Section 5. Cancellation of Orders and Error Account

(a) The Exchange or NES may cancel orders as either deems to be necessary to maintain fair and orderly markets if a technical or systems issue occurs at the Exchange, NES, or a routing destination. The Exchange or NES shall provide notice of the cancellation to affected Members as soon as practicable.

(b) NES shall maintain an error account for the purpose of addressing positions that result from a technical or systems issue at NES, the Exchange, a routing destination, or a non-affiliate third-party Routing Broker that affects one or more orders ("error positions").

(1) For purposes of this Rule an error position shall not include any position that results from an order submitted by a Member to the Exchange that is executed on the Exchange and automatically processed for clearance and settlement on a locked-in basis.

(2) Except as provided in Options 5, Section 5(b)(3), NES shall not (i) accept any positions in its error account from an account of a Member, or (ii) permit any Member to transfer any positions from the Member's account to NES' error account.

(3) If a technical or systems issue results in the Exchange not having valid clearing instructions for a Member to a trade, NES may assume that Member's side of the trade so that the trade can be automatically processed for clearance and settlement on a locked-in basis.

(c) In connection with a particular technical or systems issue, NES or the Exchange shall either (1) assign all resulting error positions to Members in accordance with subparagraph (A) below, or (2) have all resulting error positions liquidated in accordance with subparagraph (B) below. Any determination to assign or liquidate error positions, as well as any resulting assignments, shall be made in a nondiscriminatory fashion.

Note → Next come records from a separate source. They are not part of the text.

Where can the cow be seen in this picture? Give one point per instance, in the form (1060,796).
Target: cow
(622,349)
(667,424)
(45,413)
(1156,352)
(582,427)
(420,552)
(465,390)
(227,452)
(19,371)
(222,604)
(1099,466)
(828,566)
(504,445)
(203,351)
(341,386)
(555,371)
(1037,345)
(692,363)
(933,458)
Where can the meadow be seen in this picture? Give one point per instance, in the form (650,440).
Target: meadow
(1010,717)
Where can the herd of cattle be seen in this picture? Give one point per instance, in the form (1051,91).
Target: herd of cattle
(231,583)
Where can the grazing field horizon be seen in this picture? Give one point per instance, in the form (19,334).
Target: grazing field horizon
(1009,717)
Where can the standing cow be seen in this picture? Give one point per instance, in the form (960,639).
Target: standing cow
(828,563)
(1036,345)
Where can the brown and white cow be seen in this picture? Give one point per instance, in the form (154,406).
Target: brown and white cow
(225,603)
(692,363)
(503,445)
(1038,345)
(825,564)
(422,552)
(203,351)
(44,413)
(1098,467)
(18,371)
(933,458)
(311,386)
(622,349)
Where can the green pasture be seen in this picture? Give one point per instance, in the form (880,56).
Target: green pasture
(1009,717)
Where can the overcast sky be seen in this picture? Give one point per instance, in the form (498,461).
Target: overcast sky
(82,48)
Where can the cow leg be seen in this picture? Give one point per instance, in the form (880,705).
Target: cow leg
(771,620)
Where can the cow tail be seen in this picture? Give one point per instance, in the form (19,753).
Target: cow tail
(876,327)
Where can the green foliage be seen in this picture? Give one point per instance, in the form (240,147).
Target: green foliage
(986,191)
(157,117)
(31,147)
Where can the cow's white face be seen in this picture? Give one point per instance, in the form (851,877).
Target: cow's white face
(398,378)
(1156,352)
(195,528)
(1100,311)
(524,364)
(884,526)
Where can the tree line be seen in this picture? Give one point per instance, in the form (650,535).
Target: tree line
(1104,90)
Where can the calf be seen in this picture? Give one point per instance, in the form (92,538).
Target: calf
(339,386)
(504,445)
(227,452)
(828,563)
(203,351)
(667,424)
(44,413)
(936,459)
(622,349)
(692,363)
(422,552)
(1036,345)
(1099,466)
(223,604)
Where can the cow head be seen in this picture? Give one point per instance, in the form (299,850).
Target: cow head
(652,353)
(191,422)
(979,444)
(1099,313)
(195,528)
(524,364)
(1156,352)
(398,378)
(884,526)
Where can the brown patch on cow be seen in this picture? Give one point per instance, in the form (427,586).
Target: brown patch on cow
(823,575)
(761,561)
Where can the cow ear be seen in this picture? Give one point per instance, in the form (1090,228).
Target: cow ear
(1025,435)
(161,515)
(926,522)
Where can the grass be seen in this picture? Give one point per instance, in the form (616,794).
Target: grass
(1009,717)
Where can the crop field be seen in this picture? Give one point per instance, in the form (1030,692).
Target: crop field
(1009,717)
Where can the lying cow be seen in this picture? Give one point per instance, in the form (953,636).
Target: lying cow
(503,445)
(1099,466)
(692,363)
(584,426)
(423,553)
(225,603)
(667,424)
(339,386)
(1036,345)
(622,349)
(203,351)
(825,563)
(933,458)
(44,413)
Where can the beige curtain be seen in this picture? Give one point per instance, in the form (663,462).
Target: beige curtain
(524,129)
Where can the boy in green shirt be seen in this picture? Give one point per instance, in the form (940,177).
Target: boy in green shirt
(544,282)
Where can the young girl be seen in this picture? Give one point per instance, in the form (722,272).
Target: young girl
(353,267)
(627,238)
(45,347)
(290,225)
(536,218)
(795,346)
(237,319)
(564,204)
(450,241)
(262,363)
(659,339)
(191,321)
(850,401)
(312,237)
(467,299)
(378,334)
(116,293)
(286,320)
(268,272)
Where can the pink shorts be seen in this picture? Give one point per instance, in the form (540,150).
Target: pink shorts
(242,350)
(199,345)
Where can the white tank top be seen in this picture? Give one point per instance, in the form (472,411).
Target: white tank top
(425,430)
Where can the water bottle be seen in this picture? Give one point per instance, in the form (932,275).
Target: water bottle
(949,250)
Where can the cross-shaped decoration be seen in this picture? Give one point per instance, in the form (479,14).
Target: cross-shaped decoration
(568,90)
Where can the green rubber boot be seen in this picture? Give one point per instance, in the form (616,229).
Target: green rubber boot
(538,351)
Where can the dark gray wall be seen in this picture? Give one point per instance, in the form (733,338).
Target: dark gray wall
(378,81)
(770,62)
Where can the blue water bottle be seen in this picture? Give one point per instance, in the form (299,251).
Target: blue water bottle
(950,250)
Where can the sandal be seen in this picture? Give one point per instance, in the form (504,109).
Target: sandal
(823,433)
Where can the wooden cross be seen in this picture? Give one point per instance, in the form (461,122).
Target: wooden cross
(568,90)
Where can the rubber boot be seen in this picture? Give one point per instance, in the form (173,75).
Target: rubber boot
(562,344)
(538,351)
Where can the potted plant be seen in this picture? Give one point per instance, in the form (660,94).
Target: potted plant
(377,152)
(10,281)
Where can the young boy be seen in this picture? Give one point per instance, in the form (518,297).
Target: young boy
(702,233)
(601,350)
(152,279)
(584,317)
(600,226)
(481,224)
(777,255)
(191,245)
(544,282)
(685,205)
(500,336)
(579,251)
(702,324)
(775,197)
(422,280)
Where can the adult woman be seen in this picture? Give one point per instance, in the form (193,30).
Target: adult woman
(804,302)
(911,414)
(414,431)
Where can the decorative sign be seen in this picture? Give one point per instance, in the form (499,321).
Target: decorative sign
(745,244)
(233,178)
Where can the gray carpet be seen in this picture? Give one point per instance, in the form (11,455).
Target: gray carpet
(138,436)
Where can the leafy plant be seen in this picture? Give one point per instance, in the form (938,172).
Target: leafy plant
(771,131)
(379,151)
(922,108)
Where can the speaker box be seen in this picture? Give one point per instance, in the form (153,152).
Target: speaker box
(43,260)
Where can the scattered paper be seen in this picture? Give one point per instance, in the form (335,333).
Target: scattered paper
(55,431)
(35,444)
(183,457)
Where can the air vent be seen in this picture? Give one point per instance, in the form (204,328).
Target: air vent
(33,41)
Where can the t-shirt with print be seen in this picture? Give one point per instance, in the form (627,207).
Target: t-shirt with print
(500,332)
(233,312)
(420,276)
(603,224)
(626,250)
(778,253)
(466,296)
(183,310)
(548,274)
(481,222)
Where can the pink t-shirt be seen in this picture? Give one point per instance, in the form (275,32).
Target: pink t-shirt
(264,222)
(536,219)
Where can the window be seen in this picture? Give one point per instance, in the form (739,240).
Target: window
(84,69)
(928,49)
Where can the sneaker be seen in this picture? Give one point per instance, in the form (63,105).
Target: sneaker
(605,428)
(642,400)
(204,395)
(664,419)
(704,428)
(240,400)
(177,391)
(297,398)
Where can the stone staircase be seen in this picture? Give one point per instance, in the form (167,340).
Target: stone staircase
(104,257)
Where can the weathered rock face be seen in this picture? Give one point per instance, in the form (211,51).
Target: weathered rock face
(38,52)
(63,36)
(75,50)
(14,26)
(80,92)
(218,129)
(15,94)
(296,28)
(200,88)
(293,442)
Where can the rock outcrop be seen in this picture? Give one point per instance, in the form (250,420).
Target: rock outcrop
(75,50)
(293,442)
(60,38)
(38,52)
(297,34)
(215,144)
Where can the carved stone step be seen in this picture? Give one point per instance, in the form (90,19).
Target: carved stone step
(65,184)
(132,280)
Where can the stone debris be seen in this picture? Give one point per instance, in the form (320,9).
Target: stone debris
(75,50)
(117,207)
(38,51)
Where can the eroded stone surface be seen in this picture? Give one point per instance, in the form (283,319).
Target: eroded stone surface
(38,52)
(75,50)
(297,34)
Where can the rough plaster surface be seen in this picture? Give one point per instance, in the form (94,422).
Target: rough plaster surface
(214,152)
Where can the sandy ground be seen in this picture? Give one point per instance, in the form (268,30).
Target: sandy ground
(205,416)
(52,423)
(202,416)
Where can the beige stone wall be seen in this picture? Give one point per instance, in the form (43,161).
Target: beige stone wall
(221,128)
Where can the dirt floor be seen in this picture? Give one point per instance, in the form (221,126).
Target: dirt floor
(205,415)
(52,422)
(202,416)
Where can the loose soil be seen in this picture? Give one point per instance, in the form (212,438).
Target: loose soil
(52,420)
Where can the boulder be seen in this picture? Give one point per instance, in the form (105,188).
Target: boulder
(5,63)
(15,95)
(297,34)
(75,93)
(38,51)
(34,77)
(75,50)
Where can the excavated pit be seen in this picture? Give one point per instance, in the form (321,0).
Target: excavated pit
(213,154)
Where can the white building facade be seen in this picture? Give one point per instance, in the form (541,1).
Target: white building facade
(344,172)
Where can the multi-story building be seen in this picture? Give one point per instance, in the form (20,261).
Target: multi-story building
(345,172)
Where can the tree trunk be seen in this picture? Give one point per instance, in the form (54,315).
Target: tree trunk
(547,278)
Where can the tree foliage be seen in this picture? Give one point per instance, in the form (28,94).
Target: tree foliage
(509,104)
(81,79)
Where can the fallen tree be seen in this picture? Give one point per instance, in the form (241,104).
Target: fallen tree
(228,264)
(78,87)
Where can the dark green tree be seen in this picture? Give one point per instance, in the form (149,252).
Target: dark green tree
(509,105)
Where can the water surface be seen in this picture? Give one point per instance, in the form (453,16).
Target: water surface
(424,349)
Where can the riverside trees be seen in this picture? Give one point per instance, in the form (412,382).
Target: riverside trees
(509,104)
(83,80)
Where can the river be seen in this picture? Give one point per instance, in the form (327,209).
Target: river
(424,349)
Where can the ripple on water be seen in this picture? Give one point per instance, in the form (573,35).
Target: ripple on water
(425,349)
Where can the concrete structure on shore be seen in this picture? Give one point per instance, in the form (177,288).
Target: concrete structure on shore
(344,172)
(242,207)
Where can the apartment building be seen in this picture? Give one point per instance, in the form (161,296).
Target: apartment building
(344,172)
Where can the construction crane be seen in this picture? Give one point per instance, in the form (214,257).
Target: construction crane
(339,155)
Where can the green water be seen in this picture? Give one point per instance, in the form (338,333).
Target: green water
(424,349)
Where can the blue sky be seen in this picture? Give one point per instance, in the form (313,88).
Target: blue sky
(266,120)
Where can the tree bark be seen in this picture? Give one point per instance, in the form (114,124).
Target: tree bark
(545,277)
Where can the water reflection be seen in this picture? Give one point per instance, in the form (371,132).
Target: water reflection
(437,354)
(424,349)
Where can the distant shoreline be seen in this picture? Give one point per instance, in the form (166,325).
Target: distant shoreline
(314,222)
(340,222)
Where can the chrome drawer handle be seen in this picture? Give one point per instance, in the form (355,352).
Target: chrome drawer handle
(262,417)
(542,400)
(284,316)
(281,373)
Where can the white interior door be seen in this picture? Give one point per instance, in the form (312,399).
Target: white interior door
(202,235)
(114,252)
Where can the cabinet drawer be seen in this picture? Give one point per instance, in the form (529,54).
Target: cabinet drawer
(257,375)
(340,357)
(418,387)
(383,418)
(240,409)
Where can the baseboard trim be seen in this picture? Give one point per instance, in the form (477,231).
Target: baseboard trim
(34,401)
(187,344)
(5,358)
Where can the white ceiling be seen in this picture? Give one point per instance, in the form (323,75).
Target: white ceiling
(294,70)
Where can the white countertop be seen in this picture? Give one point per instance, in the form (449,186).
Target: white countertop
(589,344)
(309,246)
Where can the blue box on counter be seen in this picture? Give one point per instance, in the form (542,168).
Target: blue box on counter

(A) NES or the Exchange shall assign all error positions resulting from a particular technical or systems issue to the Members affected by that technical or systems issue if NES or the Exchange:

(i) determines that it has accurate and sufficient information (including valid clearing information) to assign the positions to all of the Members affected by that technical or systems issue;

(ii) determines that it has sufficient time pursuant to normal clearance and settlement deadlines to evaluate the information necessary to assign the positions to all of the Members affected by that technical or systems issue; and

(iii) has not determined to cancel all orders affected by that technical or systems issue in accordance with Options 5, Section 5(a).

(B) If NES or the Exchange is unable to assign all error positions resulting from a particular technical or systems issue to all of the affected Members in accordance with subparagraph (A) above, or if NES or the Exchange determines to cancel all orders affected by the technical or systems issue in accordance with Options 5, Section 5(a), then NES shall liquidate the error positions as soon as practicable. NES shall:

(i) provide complete time and price discretion for the trading to liquidate the error positions to a third-party broker-dealer and shall not attempt to exercise any influence or control over the timing or methods of such trading; and

(ii) establish and enforce policies and procedures that are reasonably designed to restrict the flow of confidential and proprietary information between the third-party broker-dealer and NES/the Exchange associated with the liquidation of the error positions.

(d) NES and the Exchange shall make and keep records to document all determinations to treat positions as error positions and all determinations for the assignment of error positions to Members or the liquidation of error positions, as well as records associated with the liquidation of error positions through the third-party broker-dealer.